Il est vrai que peu de groupes parlent de téléologie (ou science de la finalité, écueil courant de l’évolutionnisme qui tend à assigner un sens à l’évolution) dans leur chanson. Cela ne facilite pas la compréhension. Mais cela nuit-il vraiment aux idées du groupe ?
Dans une interview de 2010, Jay Bentley, bassiste du groupe, reconnaissait une petite erreur de 3,4 milliards dans le décompte de Ten in 2010 mais demandait à recompter.
Au-delà du chiffre, il insistait surtout sur le message de la chanson, toujours d’actualité.
http://www.vacarm.net/content/view/5502/102/
La deadline que l’on s’est désormais fixée, c’est 2050. A cette date, il s’agira d’offrir à manger et à boire à 9 milliards d’être humains – la prévision de Ten in 2010 était décidément loin du compte.
2050… suffisamment loin pour ne pas trop s’inquiéter ?
Le sujet prête à débat mais un consensus semble s’installer : il est théoriquement possible de nourrir la planète dans ce scénario, mais pratiquement, nous sommes encore loin d’être en ordre de marche.
Nine in 2050 – ou quand Graffin sonne mieux que Griffon
Au début du mois de mars 2011, l’Académie des Sciences présentait un rapport de 300 pages intitulé “Démographie, climat et alimentation mondiale”. Rapporteur, l’agronome Michel Griffon. Qui soulignait en substance lors de la présentation des recommandations de ce rapport que le défi était “extrêmement complexe”.
Au chapitre des préconisations, quelques idées plus ou moins rebattues :
- contrôler voire proscrire la fabrication de biocarburants de première génération à partir de céréales ou d’oléagineux”

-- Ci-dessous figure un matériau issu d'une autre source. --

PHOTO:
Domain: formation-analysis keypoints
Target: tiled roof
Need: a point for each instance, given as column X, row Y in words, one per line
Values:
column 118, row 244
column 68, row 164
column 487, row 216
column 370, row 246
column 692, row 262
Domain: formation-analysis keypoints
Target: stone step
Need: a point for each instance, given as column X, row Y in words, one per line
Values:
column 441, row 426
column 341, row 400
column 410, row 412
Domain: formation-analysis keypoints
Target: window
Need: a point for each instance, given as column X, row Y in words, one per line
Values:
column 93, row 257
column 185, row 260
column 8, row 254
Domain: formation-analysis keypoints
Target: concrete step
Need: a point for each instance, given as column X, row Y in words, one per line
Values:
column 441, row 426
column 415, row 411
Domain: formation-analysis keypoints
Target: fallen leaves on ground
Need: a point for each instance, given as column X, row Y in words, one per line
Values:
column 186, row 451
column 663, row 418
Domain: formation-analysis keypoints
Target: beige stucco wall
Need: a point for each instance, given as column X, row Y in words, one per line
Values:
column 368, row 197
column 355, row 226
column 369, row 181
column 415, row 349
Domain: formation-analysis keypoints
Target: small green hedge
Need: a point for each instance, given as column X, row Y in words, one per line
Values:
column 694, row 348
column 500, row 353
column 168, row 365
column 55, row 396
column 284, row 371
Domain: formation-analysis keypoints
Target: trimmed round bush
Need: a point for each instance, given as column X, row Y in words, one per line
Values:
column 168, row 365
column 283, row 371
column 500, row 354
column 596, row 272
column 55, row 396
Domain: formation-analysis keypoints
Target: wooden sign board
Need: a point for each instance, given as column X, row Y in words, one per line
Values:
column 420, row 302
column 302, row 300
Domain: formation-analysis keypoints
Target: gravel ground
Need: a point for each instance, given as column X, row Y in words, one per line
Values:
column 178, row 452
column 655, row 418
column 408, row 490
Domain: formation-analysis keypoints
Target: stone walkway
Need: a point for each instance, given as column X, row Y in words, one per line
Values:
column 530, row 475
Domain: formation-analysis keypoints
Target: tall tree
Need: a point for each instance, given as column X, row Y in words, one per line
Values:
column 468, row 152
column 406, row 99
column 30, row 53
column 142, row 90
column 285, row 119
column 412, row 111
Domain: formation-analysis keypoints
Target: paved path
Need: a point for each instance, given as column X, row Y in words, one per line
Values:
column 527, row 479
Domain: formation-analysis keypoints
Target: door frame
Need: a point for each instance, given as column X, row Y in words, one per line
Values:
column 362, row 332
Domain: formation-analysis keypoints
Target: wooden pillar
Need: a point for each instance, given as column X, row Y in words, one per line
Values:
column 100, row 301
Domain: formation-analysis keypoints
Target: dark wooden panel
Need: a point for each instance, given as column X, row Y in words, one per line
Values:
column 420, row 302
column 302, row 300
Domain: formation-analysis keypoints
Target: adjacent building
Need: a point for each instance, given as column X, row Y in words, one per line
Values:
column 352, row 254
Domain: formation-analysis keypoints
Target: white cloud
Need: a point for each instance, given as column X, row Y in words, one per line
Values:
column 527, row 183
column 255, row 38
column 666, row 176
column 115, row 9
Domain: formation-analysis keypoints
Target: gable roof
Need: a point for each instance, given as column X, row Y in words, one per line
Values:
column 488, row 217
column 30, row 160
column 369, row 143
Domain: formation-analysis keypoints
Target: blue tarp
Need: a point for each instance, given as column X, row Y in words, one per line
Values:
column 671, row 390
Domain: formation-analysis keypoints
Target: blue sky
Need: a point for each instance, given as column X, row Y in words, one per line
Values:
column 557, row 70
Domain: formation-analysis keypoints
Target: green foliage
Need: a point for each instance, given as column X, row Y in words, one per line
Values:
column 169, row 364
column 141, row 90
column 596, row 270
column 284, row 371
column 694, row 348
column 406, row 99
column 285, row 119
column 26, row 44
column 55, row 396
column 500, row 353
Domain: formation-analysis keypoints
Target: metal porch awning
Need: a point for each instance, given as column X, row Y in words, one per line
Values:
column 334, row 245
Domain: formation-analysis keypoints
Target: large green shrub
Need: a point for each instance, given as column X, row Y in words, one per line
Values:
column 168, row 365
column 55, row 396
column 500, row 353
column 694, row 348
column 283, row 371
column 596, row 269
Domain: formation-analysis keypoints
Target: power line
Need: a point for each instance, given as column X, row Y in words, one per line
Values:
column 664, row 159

- maintenir les capacités de production importantes de la profession agricole européenne mais en les réorientant vers des productions “écologiquement acceptables”
-
inciter chacun à réduire sa consommation de produits d’origine animale
-
Et également la création d’une sorte de Giec dont la mission serait d’orienter les politiques sur les questions d’alimentation (Claude Allègre, qui doit en connaître un rayon sera ravi).
Ainsi qu’une instance de veille “L’Observatoire prospectif des Situations et marchés alimentaires mondiaux”, une institution indépendante, serait chargé de suivre les “évolutions et en particuliers les signaux faibles, de proposer des scénarios, d’anticiper les dangers et suggérer des voies de solution”.

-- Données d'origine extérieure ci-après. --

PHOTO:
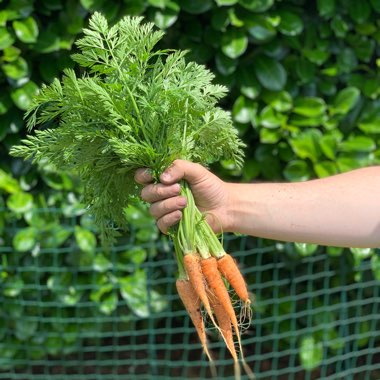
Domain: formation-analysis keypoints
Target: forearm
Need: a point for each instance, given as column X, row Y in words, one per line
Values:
column 342, row 210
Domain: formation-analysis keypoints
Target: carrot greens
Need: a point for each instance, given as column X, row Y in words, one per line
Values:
column 132, row 106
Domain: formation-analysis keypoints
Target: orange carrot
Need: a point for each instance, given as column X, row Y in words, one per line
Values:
column 193, row 269
column 228, row 268
column 224, row 322
column 192, row 304
column 216, row 284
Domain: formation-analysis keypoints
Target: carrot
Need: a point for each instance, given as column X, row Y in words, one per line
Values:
column 193, row 269
column 192, row 304
column 216, row 284
column 228, row 268
column 224, row 322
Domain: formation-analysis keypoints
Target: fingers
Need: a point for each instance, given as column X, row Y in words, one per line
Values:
column 159, row 209
column 168, row 212
column 169, row 220
column 181, row 169
column 155, row 192
column 143, row 176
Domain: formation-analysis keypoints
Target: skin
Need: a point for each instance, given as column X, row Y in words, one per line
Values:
column 342, row 210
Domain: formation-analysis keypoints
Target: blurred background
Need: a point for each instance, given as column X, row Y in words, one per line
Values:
column 304, row 86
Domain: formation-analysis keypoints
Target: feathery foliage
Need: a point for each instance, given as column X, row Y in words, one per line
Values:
column 133, row 107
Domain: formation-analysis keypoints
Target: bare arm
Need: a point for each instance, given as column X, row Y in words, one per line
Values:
column 341, row 210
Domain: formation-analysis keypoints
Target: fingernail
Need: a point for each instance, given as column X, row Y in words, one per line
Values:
column 165, row 176
column 182, row 202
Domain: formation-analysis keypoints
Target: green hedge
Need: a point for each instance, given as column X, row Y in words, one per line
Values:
column 304, row 93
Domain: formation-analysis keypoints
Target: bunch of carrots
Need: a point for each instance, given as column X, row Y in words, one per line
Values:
column 204, row 267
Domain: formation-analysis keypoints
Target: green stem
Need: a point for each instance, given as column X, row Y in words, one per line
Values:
column 215, row 247
column 186, row 227
column 182, row 275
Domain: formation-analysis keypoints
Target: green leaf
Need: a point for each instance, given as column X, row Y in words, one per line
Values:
column 25, row 239
column 256, row 5
column 26, row 30
column 11, row 54
column 345, row 100
column 260, row 28
column 134, row 290
column 20, row 202
column 339, row 26
column 291, row 23
column 55, row 235
column 165, row 18
column 225, row 65
column 305, row 70
column 25, row 328
column 270, row 73
column 195, row 6
column 358, row 144
column 270, row 118
column 280, row 101
column 317, row 56
column 8, row 183
column 109, row 303
column 347, row 61
column 48, row 41
column 297, row 170
column 375, row 266
column 24, row 95
column 335, row 251
column 311, row 352
column 305, row 145
column 17, row 69
column 309, row 106
column 328, row 145
column 326, row 8
column 375, row 5
column 85, row 239
column 222, row 3
column 244, row 110
column 270, row 136
column 234, row 43
column 101, row 263
column 5, row 103
column 359, row 11
column 325, row 169
column 249, row 85
column 91, row 5
column 6, row 39
column 220, row 19
column 13, row 286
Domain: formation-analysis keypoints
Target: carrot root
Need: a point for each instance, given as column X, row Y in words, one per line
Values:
column 192, row 304
column 229, row 269
column 194, row 271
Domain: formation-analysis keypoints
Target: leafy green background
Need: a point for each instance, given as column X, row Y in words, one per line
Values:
column 304, row 93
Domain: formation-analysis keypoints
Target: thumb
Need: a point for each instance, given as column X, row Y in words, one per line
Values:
column 182, row 169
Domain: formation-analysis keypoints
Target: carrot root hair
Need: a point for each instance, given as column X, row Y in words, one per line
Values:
column 225, row 325
column 192, row 304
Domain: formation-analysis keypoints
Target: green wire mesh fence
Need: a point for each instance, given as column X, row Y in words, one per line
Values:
column 71, row 311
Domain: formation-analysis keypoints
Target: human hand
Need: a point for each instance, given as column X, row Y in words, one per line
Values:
column 210, row 193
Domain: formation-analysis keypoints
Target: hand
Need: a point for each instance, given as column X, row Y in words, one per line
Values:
column 210, row 194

Marcel Griffon est le père du concept d’agriculture écologiquement intensive. Oui, vous avez bien lu. Ecologiquement intensive.

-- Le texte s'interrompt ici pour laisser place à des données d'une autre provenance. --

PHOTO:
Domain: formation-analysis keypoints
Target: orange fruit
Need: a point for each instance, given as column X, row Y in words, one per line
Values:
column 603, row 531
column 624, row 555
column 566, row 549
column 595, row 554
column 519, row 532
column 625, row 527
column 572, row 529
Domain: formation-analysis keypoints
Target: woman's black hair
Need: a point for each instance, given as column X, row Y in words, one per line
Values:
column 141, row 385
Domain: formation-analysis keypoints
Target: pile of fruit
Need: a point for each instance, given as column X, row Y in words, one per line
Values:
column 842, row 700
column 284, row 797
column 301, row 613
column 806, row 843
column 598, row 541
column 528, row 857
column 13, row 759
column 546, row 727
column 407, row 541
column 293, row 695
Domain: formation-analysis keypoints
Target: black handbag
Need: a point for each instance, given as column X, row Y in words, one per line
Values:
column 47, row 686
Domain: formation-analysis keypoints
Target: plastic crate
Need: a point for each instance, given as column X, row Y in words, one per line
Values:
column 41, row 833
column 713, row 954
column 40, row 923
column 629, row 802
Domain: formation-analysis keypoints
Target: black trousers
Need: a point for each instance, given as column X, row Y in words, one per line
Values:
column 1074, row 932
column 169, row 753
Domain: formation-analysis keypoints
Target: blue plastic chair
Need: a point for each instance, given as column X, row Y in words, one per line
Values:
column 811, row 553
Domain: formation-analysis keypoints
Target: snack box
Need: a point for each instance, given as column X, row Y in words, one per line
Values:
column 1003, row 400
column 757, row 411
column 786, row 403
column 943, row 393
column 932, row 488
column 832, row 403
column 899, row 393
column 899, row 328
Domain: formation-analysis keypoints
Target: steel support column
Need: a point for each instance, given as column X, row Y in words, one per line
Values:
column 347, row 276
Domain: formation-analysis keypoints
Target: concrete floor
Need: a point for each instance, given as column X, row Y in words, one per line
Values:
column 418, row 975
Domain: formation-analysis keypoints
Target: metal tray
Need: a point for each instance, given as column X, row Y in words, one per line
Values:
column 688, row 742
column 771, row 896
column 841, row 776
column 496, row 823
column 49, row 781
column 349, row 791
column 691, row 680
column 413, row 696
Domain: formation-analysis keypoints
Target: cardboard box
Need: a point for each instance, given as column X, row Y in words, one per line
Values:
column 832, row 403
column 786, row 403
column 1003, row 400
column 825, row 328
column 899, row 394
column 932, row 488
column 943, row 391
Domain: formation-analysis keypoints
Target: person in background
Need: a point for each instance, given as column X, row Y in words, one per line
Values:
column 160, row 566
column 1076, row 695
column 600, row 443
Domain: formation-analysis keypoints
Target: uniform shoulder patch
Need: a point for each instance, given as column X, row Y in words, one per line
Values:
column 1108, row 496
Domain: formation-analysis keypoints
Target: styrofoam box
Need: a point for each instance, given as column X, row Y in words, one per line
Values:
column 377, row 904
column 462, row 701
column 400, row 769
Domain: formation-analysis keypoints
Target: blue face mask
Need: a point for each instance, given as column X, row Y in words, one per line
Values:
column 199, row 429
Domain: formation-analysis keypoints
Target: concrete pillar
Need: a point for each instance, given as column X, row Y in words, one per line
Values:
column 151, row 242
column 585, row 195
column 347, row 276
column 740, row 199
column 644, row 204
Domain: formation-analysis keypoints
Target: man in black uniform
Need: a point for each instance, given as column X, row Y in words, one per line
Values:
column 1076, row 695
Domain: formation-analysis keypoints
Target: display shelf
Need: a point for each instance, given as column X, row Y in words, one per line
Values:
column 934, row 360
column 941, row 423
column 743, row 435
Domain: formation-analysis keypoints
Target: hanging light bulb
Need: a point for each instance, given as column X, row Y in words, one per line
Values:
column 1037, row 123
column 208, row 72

Le principe est d’utiliser au mieux le fonctionnement de la nature et des éco-systèmes (par exemple en promouvant la lutte biologique), mais sans remettre en cause les cultures intensives – ni du reste, le recours aux pesticides ou aux OGM.
Pour l’heure, cette troisième voie fait surtout florès dans la sphère politique (le Grenelle l’a boostée, le PS, en mal d’idée sur l’agriculture, l’a adoptée). Difficile d’y voir autre chose qu’une posture, un concept vague que son inventeur lui-même juge délicat à mettre en oeuvre : pour être efficace, il est nécessaire de prendre en considération les caractéristiques de chaque sol, chaque bassin versant, de s’adapter à chaque exploitation, voire chaque parcelle.
Une gageure qui ne peut qu’être nourrie à coup d’innovations. Or, comme le déplore Marcel Griffon, le manque de recherches sur le sujet est un frein.
Cela tombe bien, Marcel Griffon se trouve être Directeur général adjoint de l’Agence Nationale de la Recherche (ANR). Et quel est la raison d’être de cette agence ? « Favoriser l’émergence de nouveaux concepts, accroitre les efforts de recherche sur des priorités économiques et sociétales, intensifier les collaborations public-privé et développer les partenariats internationaux. » Etrange, non ?
On voudrait nous faire croire que l’agriculture écologique est une entourloupe qu’on ne s’y prendrait pas autrement. Et puisqu’on n’est pas plus avancé, autant retourner à Ten in 2010, finalement plus pertinent.